It is nine thirty in Cairo, and I am in an internet cafe with bright lights, foreigners, cold drinks on demand and some flamenco music in the background. My head can’t really cope with the sheer normalcy of it all. Half an hour ago, I was pretending to be a teacher, and to be really quite fond of Mr Mubarak, to escape from the pro-Mubarak throngs/thugs who’d set themselves up outside my hostel and who were quite keen to beat up anything foreign on the assumption (reasonable, as it turns out), that all foreigners must be journalists. Half an hour before that, I was watching the Cairo sound and light show in Tahrir Square – the sound of tens of thousands of angry people chanting and banging things, and the light, somewhat beautiful in a grim sort of way, of molotov cocktails arcing their way gently through the night sky. Both sides were throwing them liberally; it looked a bit like a game of fire badminton (I don’t think that’s a sport. But it should be). Half an hour before that I was running alongside an angry mob after they’d got hold of one of the pro-Mubarak supporters who, bleeding profusely from his ear and with most of his clothes torn off, was pleading desperately for his life; a plea granted by the sensible majority of the demonstrators, who carted him off to one of the army checkpoints where he had to step around a dead body to get to where he was supposed to go. The big photo at the top is the one I took of him; apologies that it’s a little graphic.

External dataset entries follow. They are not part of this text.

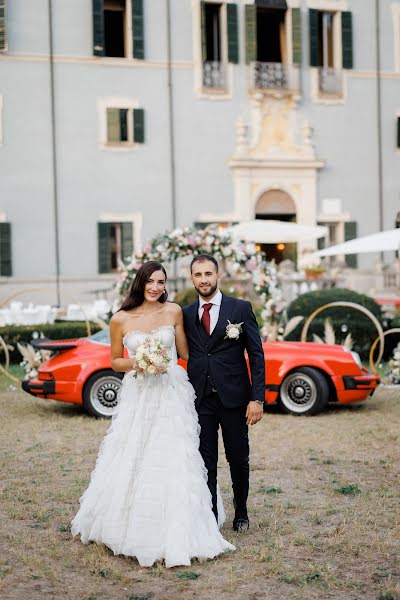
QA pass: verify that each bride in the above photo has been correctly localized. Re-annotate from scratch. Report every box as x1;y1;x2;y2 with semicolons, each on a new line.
70;261;235;567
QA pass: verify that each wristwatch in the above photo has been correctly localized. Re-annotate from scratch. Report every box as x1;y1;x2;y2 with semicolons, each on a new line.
253;398;264;405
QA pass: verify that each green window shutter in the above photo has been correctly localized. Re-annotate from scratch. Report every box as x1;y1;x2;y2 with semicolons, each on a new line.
106;108;121;143
292;8;302;65
92;0;105;56
309;8;319;67
397;117;400;149
98;223;112;274
245;4;257;64
341;11;353;69
344;221;358;268
121;222;134;263
200;1;207;62
133;108;145;143
0;0;7;52
132;0;145;59
0;222;12;276
119;108;128;142
227;3;239;64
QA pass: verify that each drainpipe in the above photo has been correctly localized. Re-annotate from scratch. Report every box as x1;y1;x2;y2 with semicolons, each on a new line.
166;0;178;289
375;0;384;237
48;0;61;305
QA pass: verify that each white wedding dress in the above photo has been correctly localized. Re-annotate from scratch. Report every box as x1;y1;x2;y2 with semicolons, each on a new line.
70;325;235;568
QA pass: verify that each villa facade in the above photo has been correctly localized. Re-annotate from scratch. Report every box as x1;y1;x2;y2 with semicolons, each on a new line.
0;0;399;302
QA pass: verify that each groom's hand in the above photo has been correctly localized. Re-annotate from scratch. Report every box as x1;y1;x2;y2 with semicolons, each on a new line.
246;401;263;426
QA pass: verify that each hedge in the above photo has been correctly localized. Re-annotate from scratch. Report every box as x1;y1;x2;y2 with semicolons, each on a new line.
286;288;383;358
0;321;102;364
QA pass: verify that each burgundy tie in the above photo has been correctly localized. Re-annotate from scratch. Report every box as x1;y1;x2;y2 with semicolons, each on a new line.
201;303;213;336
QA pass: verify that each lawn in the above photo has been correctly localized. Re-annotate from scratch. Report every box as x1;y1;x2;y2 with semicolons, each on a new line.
0;384;399;600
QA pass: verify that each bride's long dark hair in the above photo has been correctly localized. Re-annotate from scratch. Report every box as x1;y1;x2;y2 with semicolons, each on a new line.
118;261;168;312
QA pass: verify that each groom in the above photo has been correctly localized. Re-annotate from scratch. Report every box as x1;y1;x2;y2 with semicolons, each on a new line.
182;254;265;532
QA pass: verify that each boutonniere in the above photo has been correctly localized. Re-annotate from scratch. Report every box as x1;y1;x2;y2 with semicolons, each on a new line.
225;320;244;340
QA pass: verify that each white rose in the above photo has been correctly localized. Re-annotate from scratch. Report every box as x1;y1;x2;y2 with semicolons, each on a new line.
228;327;239;339
135;351;143;361
138;360;147;370
147;365;156;375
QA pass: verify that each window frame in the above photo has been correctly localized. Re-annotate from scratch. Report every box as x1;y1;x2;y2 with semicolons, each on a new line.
310;9;347;104
97;212;142;274
193;0;233;99
103;0;131;59
98;97;141;151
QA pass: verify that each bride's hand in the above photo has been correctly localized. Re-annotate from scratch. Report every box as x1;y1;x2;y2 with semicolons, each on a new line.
131;357;144;373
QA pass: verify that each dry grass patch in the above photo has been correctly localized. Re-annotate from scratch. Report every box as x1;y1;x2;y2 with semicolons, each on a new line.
0;384;399;599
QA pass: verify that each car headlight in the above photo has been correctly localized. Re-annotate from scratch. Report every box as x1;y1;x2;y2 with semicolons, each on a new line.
351;351;362;370
342;346;363;370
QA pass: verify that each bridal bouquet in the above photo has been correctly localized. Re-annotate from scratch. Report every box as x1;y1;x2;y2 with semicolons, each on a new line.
134;337;171;376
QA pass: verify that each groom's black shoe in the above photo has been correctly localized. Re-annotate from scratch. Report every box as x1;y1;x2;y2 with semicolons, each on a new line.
233;516;249;532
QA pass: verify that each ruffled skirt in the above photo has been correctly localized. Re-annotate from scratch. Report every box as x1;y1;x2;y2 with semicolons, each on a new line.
70;364;235;567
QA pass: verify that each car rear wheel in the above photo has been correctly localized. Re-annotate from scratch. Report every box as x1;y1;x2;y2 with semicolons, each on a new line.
278;367;329;416
83;370;123;418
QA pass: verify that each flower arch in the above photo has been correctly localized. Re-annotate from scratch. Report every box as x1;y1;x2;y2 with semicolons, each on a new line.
113;225;279;318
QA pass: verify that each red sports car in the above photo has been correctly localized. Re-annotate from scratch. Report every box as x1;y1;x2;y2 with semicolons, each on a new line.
22;329;380;418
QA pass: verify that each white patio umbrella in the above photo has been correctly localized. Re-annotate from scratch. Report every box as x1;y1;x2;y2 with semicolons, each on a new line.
227;220;328;244
312;228;400;257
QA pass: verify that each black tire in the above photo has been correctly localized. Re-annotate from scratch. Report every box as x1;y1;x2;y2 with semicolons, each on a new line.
278;367;329;416
82;370;124;418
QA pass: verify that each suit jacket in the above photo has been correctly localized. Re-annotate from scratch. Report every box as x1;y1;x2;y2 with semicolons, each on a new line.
182;293;265;409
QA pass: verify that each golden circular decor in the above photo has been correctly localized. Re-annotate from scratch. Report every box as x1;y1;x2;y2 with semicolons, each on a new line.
368;328;400;380
300;301;385;373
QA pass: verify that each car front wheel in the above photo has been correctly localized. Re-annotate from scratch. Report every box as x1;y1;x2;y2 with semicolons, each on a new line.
278;367;329;416
83;370;123;418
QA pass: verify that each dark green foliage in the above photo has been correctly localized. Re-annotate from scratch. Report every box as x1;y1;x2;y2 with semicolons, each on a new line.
1;322;102;363
334;483;361;496
259;486;283;494
175;572;200;580
173;287;199;307
286;288;382;357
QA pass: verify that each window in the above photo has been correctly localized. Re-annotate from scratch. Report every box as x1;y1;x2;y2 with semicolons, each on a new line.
245;3;301;92
104;106;144;146
98;222;134;273
199;2;238;92
104;0;126;57
0;222;12;276
92;0;144;59
309;9;353;98
397;116;400;150
0;0;6;52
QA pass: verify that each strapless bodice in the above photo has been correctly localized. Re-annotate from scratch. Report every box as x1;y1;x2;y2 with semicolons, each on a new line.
123;325;177;362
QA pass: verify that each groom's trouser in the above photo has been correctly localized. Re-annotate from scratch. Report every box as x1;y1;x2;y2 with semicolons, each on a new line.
197;384;249;520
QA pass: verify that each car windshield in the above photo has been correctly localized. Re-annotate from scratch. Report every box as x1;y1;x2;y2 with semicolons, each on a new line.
88;328;110;345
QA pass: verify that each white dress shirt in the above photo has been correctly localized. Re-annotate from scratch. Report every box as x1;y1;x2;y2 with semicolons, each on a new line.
198;289;222;334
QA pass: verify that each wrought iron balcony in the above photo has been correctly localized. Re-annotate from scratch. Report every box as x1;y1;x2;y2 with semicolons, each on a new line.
249;62;300;92
318;68;343;96
202;61;226;90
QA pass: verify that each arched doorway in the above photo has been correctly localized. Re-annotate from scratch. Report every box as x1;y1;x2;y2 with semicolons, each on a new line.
255;190;297;263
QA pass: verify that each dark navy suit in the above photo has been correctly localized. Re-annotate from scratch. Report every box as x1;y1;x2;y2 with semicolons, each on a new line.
183;293;265;519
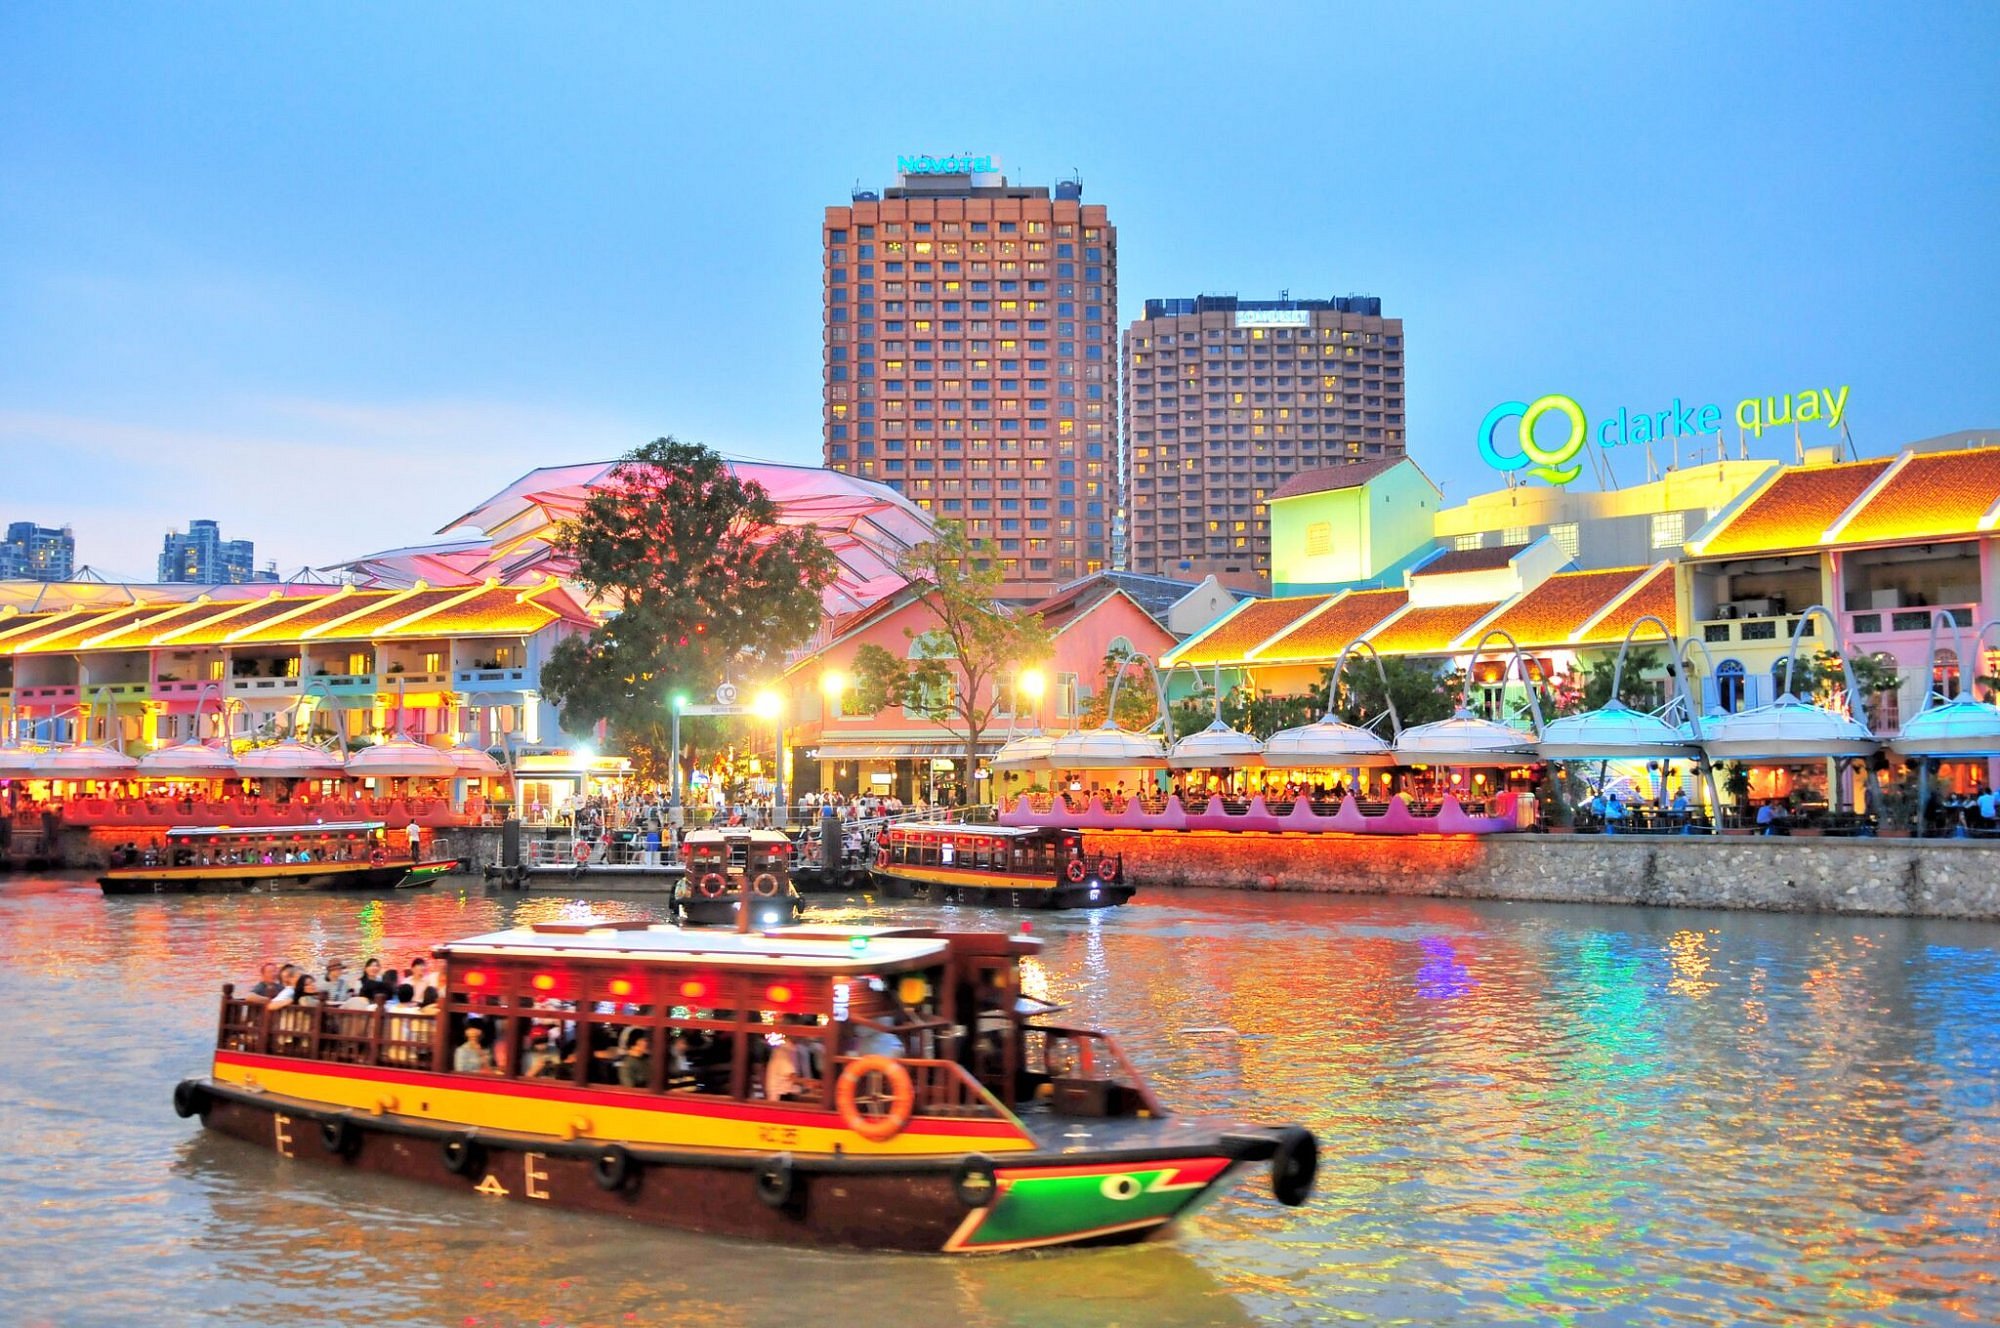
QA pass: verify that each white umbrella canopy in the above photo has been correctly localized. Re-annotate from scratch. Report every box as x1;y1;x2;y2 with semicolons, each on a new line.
1538;700;1703;761
1263;717;1396;770
30;744;140;776
1166;719;1265;770
442;743;505;775
1701;694;1877;762
1047;724;1169;771
345;736;459;778
234;740;347;779
1392;707;1538;767
990;731;1058;772
135;741;237;778
0;743;47;778
1889;697;2000;759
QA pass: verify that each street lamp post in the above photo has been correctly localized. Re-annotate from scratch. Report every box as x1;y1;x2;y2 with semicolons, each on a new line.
668;691;689;840
753;688;784;828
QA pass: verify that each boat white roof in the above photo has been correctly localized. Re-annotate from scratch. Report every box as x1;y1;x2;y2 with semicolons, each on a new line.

I’m working on some analysis of today’s events and a better account of the day, which I’ll link to here when they’re up. In the meantime, I actually managed to get something published:
(Yes, I know they both link to the same story; I’m just pleased to have featured in two of my favourite publications.)
VERDICT: Cairo internet cafes, with cold drinks and internet, go forth; Hosni Mubarak’s paid thugs (apparently 50 Egyptian pounds a day is the going rate) go fourth.